África
Moçambique: líderes mundiais repudiam assassinato de advogado de candidato presidencial
Vários lideres mundiais mostram-se indignados com o assassinato, na última sexta-feira, de Elvino Dias, advogado do candidato do partido Podemos, e de Paulo Guambe, mandatário da referida formação política.
Uma das figuras é o secretário-geral da ONU, António Guterres, que condenou “veementemente os assassinatos em Maputo”, expressando as suas profundas condolências às famílias e entes queridos das duas vítimas que foram executados a tiros após o carro em que estavam ter sido emboscado por outros dois veículos.
Guterres apela a todos os moçambicanos, incluindo os líderes políticos e os seus apoiantes, a manterem a calma, exercerem contenção e “rejeitarem todas as formas de violência antes do anúncio oficial dos resultados eleitorais”.
O secretário-geral reitera a solidariedade das Nações Unidas com o povo de Moçambique e reafirma o seu “apoio inabalável à paz e à estabilidade durante esta importante fase da história do país”.
O presidente da Comissão da União Africana, Moussa Faki Mahamat, também condenou a violência pós-eleitoral em Moçambique e apelou à “calma”, instando os actores políticos a manterem uma “disposição pacífica enquanto o país aguarda a declaração dos resultados pelo Conselho Constitucional”.
Moussa Faki Mahamat apelou às autoridades de segurança moçambicanas para que “efectuem a investigação necessária e conduzam os autores perante a justiça”.
Na lista de repúdio constam também notas da União Europeia das representações diplomáticas em Maputo dos Estados Unidos da América, Canadá, Noruega, Suíça e Reino Unido, entre outras, que exigiram a condenação do duplo homicídio pela justiça.
Manifestações pacíficas
Esta terça-feira, 22, o candidato presidencial Venâncio Mondlane convocou dois dias de paralisação a partir de quinta-feira, dia previsível do anúncio dos resultados das eleições gerais pela Comissão Nacional de Eleições (CNE).
O anúncio surge um dia depois da onda de manifestações e greve geral que aconteceu esta segunda-feira, para rejeitar os resultados eleitorais e protestar contra o assassínio do seu advogado e do seu mandatário político no final na passada sexta-feira.
Na sua página no Facebook, Venâncio Mondlane afirma que, nestes dois dias, Moçambique deve ficar parado descrevendo esta como a segunda etapa que denomina de “roteiro revolucionário” de Moçambique, insistindo que a CNE se prepara para anunciar “resultados profundamente falsos”.
“O país nestes dois dias deve ficar parado. Vamos sacrificar dois dias das nossas vidas para que todos nós nos manifestemos. E não precisamos de informar a polícia, o município”, anunciou
Sobre o apuramento dos resultados ao nível das províncias que dão a vitória à Frente de Libertação de Moçambique (Frelimo, no poder), e ao seu candidato presidencial, Daniel Chapo, com mais de 60% dos votos, Mondlane disse:
“Não é o que o povo votou. Isso está claro”, vincou.
Acrescentou ainda o líder político, que os 154 distritos de Moçambique devem sair para manifestar, os 64 bairros da cidade de Maputo devem se manifestar.

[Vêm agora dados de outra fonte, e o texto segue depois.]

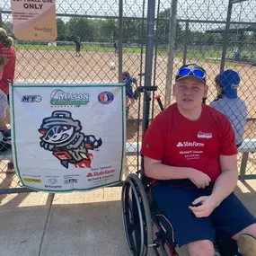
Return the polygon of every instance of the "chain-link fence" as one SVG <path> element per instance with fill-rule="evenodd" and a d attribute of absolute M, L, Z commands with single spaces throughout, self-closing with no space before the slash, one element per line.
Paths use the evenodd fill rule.
<path fill-rule="evenodd" d="M 149 85 L 147 81 L 152 81 L 151 85 L 157 85 L 153 96 L 161 95 L 167 106 L 174 102 L 172 84 L 178 67 L 183 63 L 197 63 L 207 73 L 209 93 L 206 103 L 209 104 L 217 94 L 216 76 L 220 71 L 232 68 L 241 75 L 238 93 L 248 109 L 243 137 L 246 143 L 241 150 L 254 151 L 255 1 L 155 1 L 153 56 L 146 51 L 146 42 L 152 37 L 146 30 L 152 6 L 148 8 L 146 1 L 93 2 L 57 1 L 58 36 L 55 42 L 15 40 L 10 0 L 0 2 L 0 26 L 14 39 L 17 59 L 14 83 L 115 83 L 121 80 L 123 71 L 128 71 L 137 79 L 138 85 Z M 149 3 L 152 2 L 154 1 Z M 77 40 L 80 50 L 75 47 Z M 146 75 L 139 75 L 146 68 Z M 143 97 L 130 102 L 129 105 L 125 176 L 136 172 L 140 164 Z M 159 111 L 159 106 L 152 101 L 150 119 Z M 241 153 L 239 157 L 241 165 Z M 13 189 L 19 188 L 18 179 L 6 172 L 9 160 L 4 158 L 1 158 L 0 189 L 5 192 L 15 191 Z M 246 178 L 256 174 L 254 161 L 252 153 L 243 154 Z"/>

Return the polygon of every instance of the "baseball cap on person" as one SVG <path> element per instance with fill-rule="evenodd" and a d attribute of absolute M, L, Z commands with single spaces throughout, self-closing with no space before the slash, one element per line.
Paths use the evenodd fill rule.
<path fill-rule="evenodd" d="M 237 87 L 240 83 L 239 74 L 232 69 L 222 72 L 217 78 L 227 98 L 237 98 Z"/>
<path fill-rule="evenodd" d="M 196 77 L 203 82 L 204 84 L 207 84 L 207 73 L 203 67 L 197 64 L 187 64 L 180 67 L 176 75 L 175 81 L 185 77 Z"/>
<path fill-rule="evenodd" d="M 2 38 L 7 38 L 6 31 L 4 30 L 3 28 L 0 28 L 0 37 L 2 37 Z"/>

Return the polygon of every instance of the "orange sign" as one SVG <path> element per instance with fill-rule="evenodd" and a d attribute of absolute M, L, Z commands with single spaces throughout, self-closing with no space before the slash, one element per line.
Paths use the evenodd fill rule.
<path fill-rule="evenodd" d="M 12 0 L 14 35 L 21 40 L 55 40 L 55 0 Z"/>

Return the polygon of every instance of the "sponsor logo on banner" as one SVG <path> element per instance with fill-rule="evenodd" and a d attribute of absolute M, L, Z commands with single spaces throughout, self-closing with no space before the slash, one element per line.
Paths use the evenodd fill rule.
<path fill-rule="evenodd" d="M 90 102 L 88 93 L 66 93 L 56 89 L 50 94 L 50 104 L 52 106 L 87 106 Z"/>
<path fill-rule="evenodd" d="M 213 137 L 213 134 L 212 133 L 206 133 L 206 132 L 199 131 L 198 133 L 198 137 L 199 138 L 212 138 Z"/>
<path fill-rule="evenodd" d="M 110 104 L 113 102 L 114 95 L 110 92 L 102 92 L 98 95 L 98 101 L 102 104 Z"/>
<path fill-rule="evenodd" d="M 54 184 L 57 183 L 57 179 L 56 179 L 56 178 L 50 178 L 50 179 L 48 180 L 48 182 L 49 182 L 49 184 L 51 184 L 51 185 L 54 185 Z"/>
<path fill-rule="evenodd" d="M 23 181 L 29 182 L 29 183 L 41 183 L 41 179 L 35 179 L 35 178 L 23 178 Z"/>
<path fill-rule="evenodd" d="M 22 98 L 22 102 L 25 103 L 34 103 L 40 102 L 42 97 L 40 95 L 23 95 Z"/>
<path fill-rule="evenodd" d="M 78 183 L 77 179 L 67 179 L 64 181 L 65 184 L 74 184 L 74 183 Z"/>
<path fill-rule="evenodd" d="M 45 185 L 44 187 L 45 187 L 46 189 L 62 189 L 62 186 L 60 186 L 60 185 L 57 185 L 57 186 Z"/>
<path fill-rule="evenodd" d="M 40 178 L 40 175 L 33 175 L 33 174 L 23 174 L 22 177 L 28 177 L 28 178 Z"/>
<path fill-rule="evenodd" d="M 204 146 L 204 143 L 199 143 L 199 142 L 189 142 L 189 141 L 183 141 L 183 142 L 178 142 L 177 147 L 182 147 L 182 146 Z"/>
<path fill-rule="evenodd" d="M 104 183 L 114 176 L 115 170 L 106 170 L 101 172 L 89 172 L 86 177 L 88 181 L 94 183 Z"/>
<path fill-rule="evenodd" d="M 75 168 L 91 168 L 93 154 L 90 152 L 99 150 L 102 140 L 94 135 L 85 135 L 82 129 L 80 120 L 74 119 L 71 112 L 53 111 L 50 117 L 43 119 L 39 128 L 42 135 L 40 145 L 66 169 L 69 164 Z"/>

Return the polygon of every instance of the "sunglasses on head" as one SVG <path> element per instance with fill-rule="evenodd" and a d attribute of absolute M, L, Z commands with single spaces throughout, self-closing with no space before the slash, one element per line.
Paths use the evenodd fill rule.
<path fill-rule="evenodd" d="M 193 75 L 198 78 L 205 78 L 206 74 L 200 70 L 200 69 L 190 69 L 189 67 L 182 67 L 179 70 L 179 75 L 180 76 L 184 76 L 184 75 Z"/>

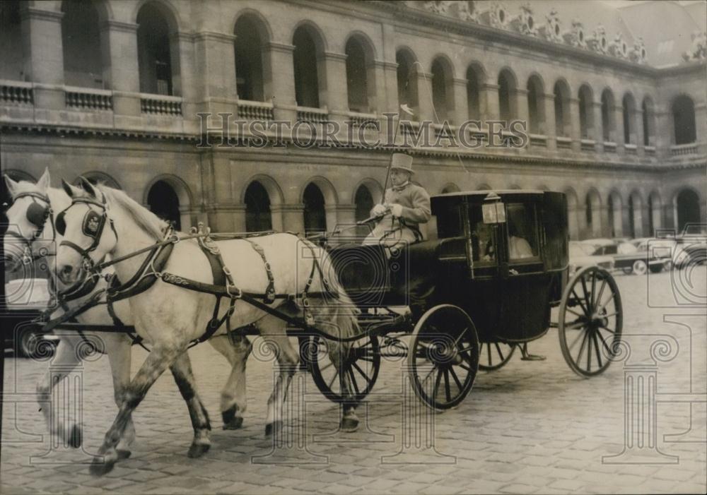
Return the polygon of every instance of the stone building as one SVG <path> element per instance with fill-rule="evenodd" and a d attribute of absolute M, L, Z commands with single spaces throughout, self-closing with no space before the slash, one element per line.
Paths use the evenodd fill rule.
<path fill-rule="evenodd" d="M 197 114 L 402 105 L 413 127 L 527 121 L 522 148 L 408 150 L 431 193 L 562 191 L 575 239 L 681 229 L 707 221 L 703 3 L 683 4 L 4 1 L 1 165 L 102 180 L 183 229 L 332 229 L 380 200 L 393 148 L 201 148 Z"/>

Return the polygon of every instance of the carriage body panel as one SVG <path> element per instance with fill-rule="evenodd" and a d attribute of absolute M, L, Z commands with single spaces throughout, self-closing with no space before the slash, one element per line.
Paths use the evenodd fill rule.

“Os 154 distritos de Moçambique devem sair para manifestar. Jovens em cada distrito, combinem vocês nos vossos grupos de WhatsApp onde querem fazer a vossa manifestação. Os 64 bairros da cidade de Maputo devem se manifestar. Cada jovem que está no seu bairro manifeste-se, levantar os seus cartazes, levantar os seus dísticos para nos manifestarmos contra este regime assassino”, acrescentou
Tendo alertado que a manifestação será pacífica e que não é para destruir bens públicos, nem destruir instituições públicas, “não é para destruir os bens de que nós vamos precisar.”
Recordar que após o duplo assassínio na sexta-feira de Elvino Dias, advogado de Mondlane, e de Paulo Guambe, mandatário do Podemos, partido que o apoiou Mondlane nas presidenciais, o candidato convocou também marchas por todo o país.
Os protestos foram dispersos com tiros para o ar e gás lacrimogéneo em Maputo e registaram-se confrontos dos quais resultaram pelo menos 16 feridos, segundo fontes hospitalares.